Fisetin normalizes and enhances the expression of differentiation marker loricrin, and reduces the expression of IL-17 and the infiltration of F4/80+ and pan-CD45+ immune cells in IMQ mice skin lesions. (A) Immunofluorescence staining of loricrin (green) and macrophage cell activation marker F4/80 (red) in vehicle-, IMQ-, and fisetin+IMQ or and rapamycin+IMQ-treated mouse skin. (B) Quantification of the fluorescent intensity of loricrin and F4/80+ cells per 20× field view. (C) Immunofluorescence staining of IL-17 (green) and pan CD45+ T lymphocytes (red) in vehicle-, IMQ, fisetin+IMQ-treated, and rapamycin+IMQ-treated mouse skin. DNA in nuclei was counterstained with DAPI (blue). The merged image shows colocalization of IL-17 with some CD45+ cells, which delineates IL-17⁺CD45⁺ T lymphocytes especially in IMQ-treated mice. (D) Quantification of the fluorescent intensity of IL-17 (green) and pan CD45+ T lymphocytes (red) per 20× field view. Shown in bar graph are mean± SD, and paired t test was used to compare values between different treatments, average reading from each group (n=6). *P <0.05 and **P <0.01. (-) indicates control group and ns indicates non-significant.

Figure 8

Fisetin induces the expression of autophagy marker LC3A/B in IMQ-induced skin lesion in mice. (A) LC3A/B (green) immunofluorescence staining and DAPI (blue) staining (for nucleus) in the skin tissue sections of vehicle-, IMQ-, fisetin+IMQ- and rapamycin+IMQ-treated mice.

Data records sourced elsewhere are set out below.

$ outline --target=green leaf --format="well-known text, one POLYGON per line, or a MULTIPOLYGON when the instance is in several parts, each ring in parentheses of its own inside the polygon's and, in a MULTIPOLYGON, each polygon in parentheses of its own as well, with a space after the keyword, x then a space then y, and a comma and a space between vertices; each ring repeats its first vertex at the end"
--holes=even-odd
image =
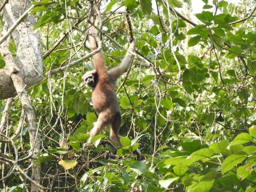
POLYGON ((188 191, 189 192, 198 192, 210 191, 213 185, 214 180, 210 180, 206 181, 200 181, 198 183, 193 185, 188 188, 188 191))
POLYGON ((140 0, 140 6, 142 12, 147 16, 150 16, 152 11, 152 3, 151 1, 140 0))
POLYGON ((113 5, 115 5, 118 2, 118 0, 112 0, 111 1, 110 1, 109 3, 108 4, 108 5, 107 5, 107 7, 105 9, 104 12, 110 11, 113 5))
POLYGON ((243 180, 246 178, 253 170, 253 166, 251 164, 246 164, 237 168, 236 170, 236 175, 237 178, 243 180))
POLYGON ((213 149, 215 153, 226 153, 228 151, 227 147, 229 142, 227 140, 222 140, 219 142, 215 142, 209 146, 209 148, 213 149))
POLYGON ((145 130, 147 127, 147 122, 143 118, 139 117, 135 120, 135 123, 137 125, 140 126, 142 130, 145 130))
POLYGON ((247 188, 245 192, 255 192, 255 190, 256 190, 256 188, 251 187, 251 188, 247 188))
POLYGON ((47 8, 45 6, 38 6, 32 9, 30 14, 34 14, 37 12, 47 11, 47 8))
POLYGON ((133 145, 134 145, 136 142, 137 142, 137 141, 142 136, 146 135, 146 134, 141 134, 140 135, 139 135, 138 137, 137 137, 136 138, 135 138, 134 139, 133 139, 133 140, 132 140, 132 142, 131 143, 131 145, 133 146, 133 145))
POLYGON ((252 137, 247 133, 240 133, 231 142, 230 146, 246 143, 252 141, 252 137))
POLYGON ((185 161, 187 157, 187 156, 183 156, 169 158, 164 161, 164 164, 170 165, 178 165, 180 162, 185 161))
POLYGON ((169 0, 169 2, 171 5, 173 7, 178 8, 182 7, 183 4, 179 0, 169 0))
POLYGON ((243 149, 243 151, 245 152, 247 155, 251 155, 256 153, 256 146, 245 146, 243 149))
POLYGON ((132 143, 131 140, 127 137, 121 138, 120 142, 123 147, 130 147, 131 146, 131 144, 132 143))
POLYGON ((173 103, 170 99, 164 99, 163 100, 163 105, 166 109, 171 109, 173 107, 173 103))
POLYGON ((76 114, 79 114, 79 102, 77 99, 74 101, 73 102, 73 109, 76 111, 76 114))
POLYGON ((121 168, 122 175, 123 175, 123 178, 124 179, 124 184, 126 185, 129 182, 129 175, 126 173, 126 172, 124 170, 124 169, 121 168))
POLYGON ((94 142, 95 141, 98 140, 99 139, 101 139, 102 138, 104 138, 105 137, 106 137, 106 135, 104 135, 102 134, 97 135, 92 139, 92 142, 94 142))
POLYGON ((139 5, 139 2, 135 0, 125 0, 124 5, 130 10, 132 11, 139 5))
POLYGON ((146 173, 147 170, 146 169, 146 164, 141 162, 136 162, 131 165, 131 169, 133 170, 138 175, 146 173))
POLYGON ((35 165, 38 165, 43 162, 49 162, 53 161, 54 157, 53 155, 49 155, 45 153, 43 154, 40 154, 38 156, 37 158, 34 162, 35 165))
POLYGON ((94 113, 89 112, 86 114, 86 120, 90 123, 93 123, 97 121, 97 117, 94 113))
POLYGON ((123 97, 120 99, 120 106, 124 109, 130 109, 130 101, 126 96, 123 97))
POLYGON ((187 107, 187 104, 186 104, 185 101, 184 101, 182 99, 178 98, 174 98, 172 99, 172 101, 174 102, 176 102, 178 103, 180 106, 183 107, 187 107))
POLYGON ((256 138, 256 125, 252 126, 249 128, 249 133, 251 136, 256 138))
POLYGON ((204 6, 203 7, 203 9, 212 9, 213 6, 212 5, 204 5, 204 6))
POLYGON ((191 162, 203 160, 209 158, 214 153, 214 151, 209 148, 203 148, 194 152, 191 158, 188 158, 191 162))
POLYGON ((178 180, 179 178, 179 177, 177 177, 169 179, 161 180, 159 180, 159 185, 160 185, 160 186, 161 186, 162 187, 167 189, 172 183, 173 183, 176 180, 178 180))
POLYGON ((231 155, 227 157, 221 165, 221 173, 225 174, 231 170, 238 164, 242 163, 247 157, 247 155, 244 152, 239 152, 237 154, 231 155))
POLYGON ((190 38, 189 40, 188 40, 188 46, 193 46, 196 45, 200 41, 201 39, 201 37, 198 35, 195 37, 190 38))
POLYGON ((196 17, 200 21, 207 25, 210 25, 211 21, 213 19, 213 14, 210 11, 203 11, 201 13, 196 14, 196 17))
POLYGON ((173 168, 174 173, 179 176, 183 175, 188 170, 188 167, 183 163, 179 163, 173 168))
POLYGON ((59 162, 59 164, 66 170, 74 167, 77 164, 77 162, 76 160, 61 160, 59 162))

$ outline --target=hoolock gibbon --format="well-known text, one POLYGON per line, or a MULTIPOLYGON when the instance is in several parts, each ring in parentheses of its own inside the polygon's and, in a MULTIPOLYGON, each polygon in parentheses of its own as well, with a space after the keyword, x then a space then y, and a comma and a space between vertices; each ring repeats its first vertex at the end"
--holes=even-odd
MULTIPOLYGON (((96 41, 89 36, 89 44, 92 51, 97 49, 96 41)), ((121 64, 108 71, 105 65, 102 52, 94 54, 94 68, 86 72, 82 77, 84 83, 92 88, 92 102, 93 108, 98 115, 98 120, 90 132, 87 143, 90 143, 92 138, 98 134, 107 125, 111 126, 110 140, 115 145, 120 146, 118 133, 121 124, 122 116, 120 107, 115 91, 117 79, 126 72, 131 66, 134 55, 136 41, 133 39, 127 52, 121 64)))

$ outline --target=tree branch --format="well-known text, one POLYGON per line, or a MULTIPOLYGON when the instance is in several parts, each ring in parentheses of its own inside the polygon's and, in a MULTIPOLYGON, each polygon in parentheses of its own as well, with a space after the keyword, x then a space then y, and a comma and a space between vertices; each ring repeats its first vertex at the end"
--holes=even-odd
POLYGON ((239 22, 243 22, 243 21, 244 21, 246 20, 247 20, 248 19, 250 19, 251 17, 252 17, 252 15, 253 14, 254 12, 255 12, 255 10, 256 10, 256 6, 254 7, 254 8, 253 9, 253 10, 252 10, 252 11, 251 12, 251 14, 250 14, 247 17, 246 17, 246 18, 244 18, 244 19, 240 19, 238 21, 233 21, 233 22, 231 22, 230 23, 229 23, 228 24, 229 25, 234 25, 234 24, 236 24, 236 23, 238 23, 239 22))
POLYGON ((9 28, 9 29, 5 34, 5 35, 3 36, 2 36, 1 38, 0 38, 0 45, 10 36, 10 35, 11 35, 12 32, 15 30, 16 27, 17 27, 17 26, 21 22, 21 21, 22 21, 24 18, 28 14, 28 13, 32 10, 32 9, 35 7, 35 5, 33 5, 31 6, 30 6, 24 13, 23 13, 23 14, 17 20, 15 23, 13 23, 13 25, 11 27, 9 28))

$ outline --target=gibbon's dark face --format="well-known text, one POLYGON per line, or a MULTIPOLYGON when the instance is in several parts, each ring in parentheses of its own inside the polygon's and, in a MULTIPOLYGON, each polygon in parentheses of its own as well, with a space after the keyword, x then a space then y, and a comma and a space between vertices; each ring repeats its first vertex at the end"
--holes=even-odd
POLYGON ((85 84, 90 87, 94 87, 95 86, 94 74, 89 74, 83 78, 85 84))

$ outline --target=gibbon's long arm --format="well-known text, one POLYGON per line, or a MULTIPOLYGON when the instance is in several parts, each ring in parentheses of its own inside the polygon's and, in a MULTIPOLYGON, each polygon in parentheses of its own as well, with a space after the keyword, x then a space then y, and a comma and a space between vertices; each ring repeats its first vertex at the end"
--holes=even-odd
MULTIPOLYGON (((136 39, 134 39, 130 45, 128 51, 134 52, 135 51, 135 45, 136 39)), ((113 81, 116 81, 116 79, 120 77, 122 74, 127 71, 132 63, 134 57, 134 55, 127 52, 125 54, 124 58, 123 59, 121 63, 118 66, 114 67, 109 70, 108 74, 113 81)))
MULTIPOLYGON (((93 18, 92 17, 91 19, 91 21, 92 23, 93 23, 93 18)), ((92 34, 95 36, 97 36, 98 34, 97 29, 92 26, 91 27, 91 28, 92 34)), ((98 48, 97 44, 94 37, 91 35, 89 36, 89 44, 90 49, 91 51, 93 51, 98 48)), ((97 73, 99 74, 107 73, 108 70, 105 65, 102 52, 100 51, 93 55, 93 58, 94 69, 96 69, 97 73)))

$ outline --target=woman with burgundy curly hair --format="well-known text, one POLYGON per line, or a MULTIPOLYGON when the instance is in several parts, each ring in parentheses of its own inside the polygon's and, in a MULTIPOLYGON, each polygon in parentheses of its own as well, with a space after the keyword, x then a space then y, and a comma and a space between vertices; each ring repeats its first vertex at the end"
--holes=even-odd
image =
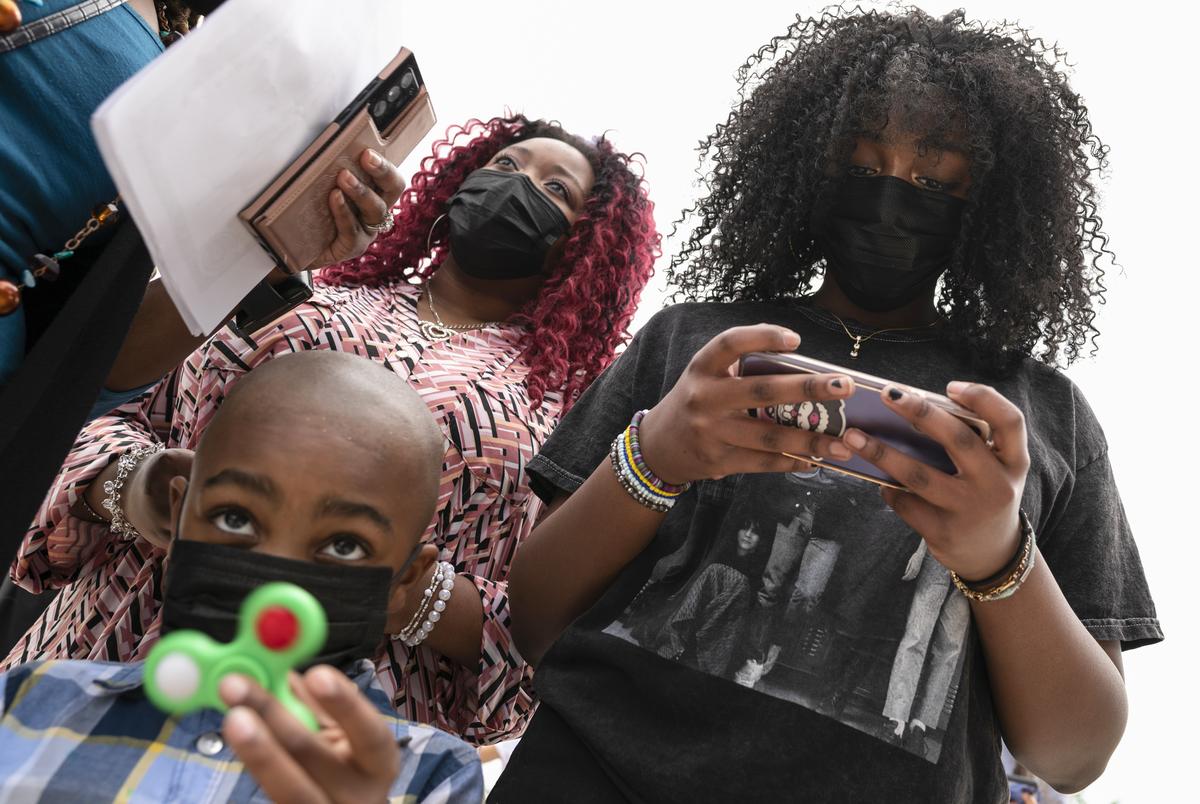
MULTIPOLYGON (((541 510, 526 466, 612 360, 659 254, 631 167, 604 139, 521 115, 452 128, 413 176, 395 229, 326 269, 308 302, 258 332, 220 331, 80 433, 13 568, 25 588, 61 592, 4 666, 145 656, 161 628, 170 479, 187 474, 246 372, 331 349, 407 378, 446 438, 426 533, 440 560, 427 594, 392 612, 407 626, 380 652, 380 679, 412 720, 476 743, 520 733, 532 668, 512 647, 506 578, 541 510)), ((245 490, 242 506, 269 504, 262 492, 245 490)), ((250 517, 211 516, 230 544, 254 542, 250 517)), ((344 562, 368 546, 346 538, 322 550, 344 562)))

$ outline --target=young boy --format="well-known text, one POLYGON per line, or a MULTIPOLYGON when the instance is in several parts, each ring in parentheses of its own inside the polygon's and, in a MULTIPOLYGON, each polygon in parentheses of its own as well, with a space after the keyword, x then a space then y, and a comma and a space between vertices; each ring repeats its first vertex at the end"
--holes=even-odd
POLYGON ((314 352, 251 373, 172 484, 163 628, 227 641, 256 587, 308 589, 326 664, 293 686, 320 731, 242 677, 222 682, 227 715, 172 718, 140 664, 31 662, 0 674, 0 799, 481 800, 475 752, 396 719, 370 662, 434 558, 419 539, 442 454, 416 394, 370 360, 314 352))

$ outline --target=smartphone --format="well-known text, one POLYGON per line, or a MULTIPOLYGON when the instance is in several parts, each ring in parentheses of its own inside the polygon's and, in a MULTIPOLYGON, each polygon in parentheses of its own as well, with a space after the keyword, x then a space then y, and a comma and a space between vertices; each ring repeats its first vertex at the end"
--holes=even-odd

Red arrow heads in the fisetin+IMQ or rapamycin+IMQ treatment indicates green punctate staining of LC3A/B, which is absent in the control or IMQ treatment. Scale bar = 10 µm. (B) Quantification of fluorescent intensity of LC3A/B-positive puntata per 60x field view. Shown in bar graph are mean ± SD, and paired t test was used to compare values between different treatments, number of mice per group n=6. *P <0.05 and ns is non-significant.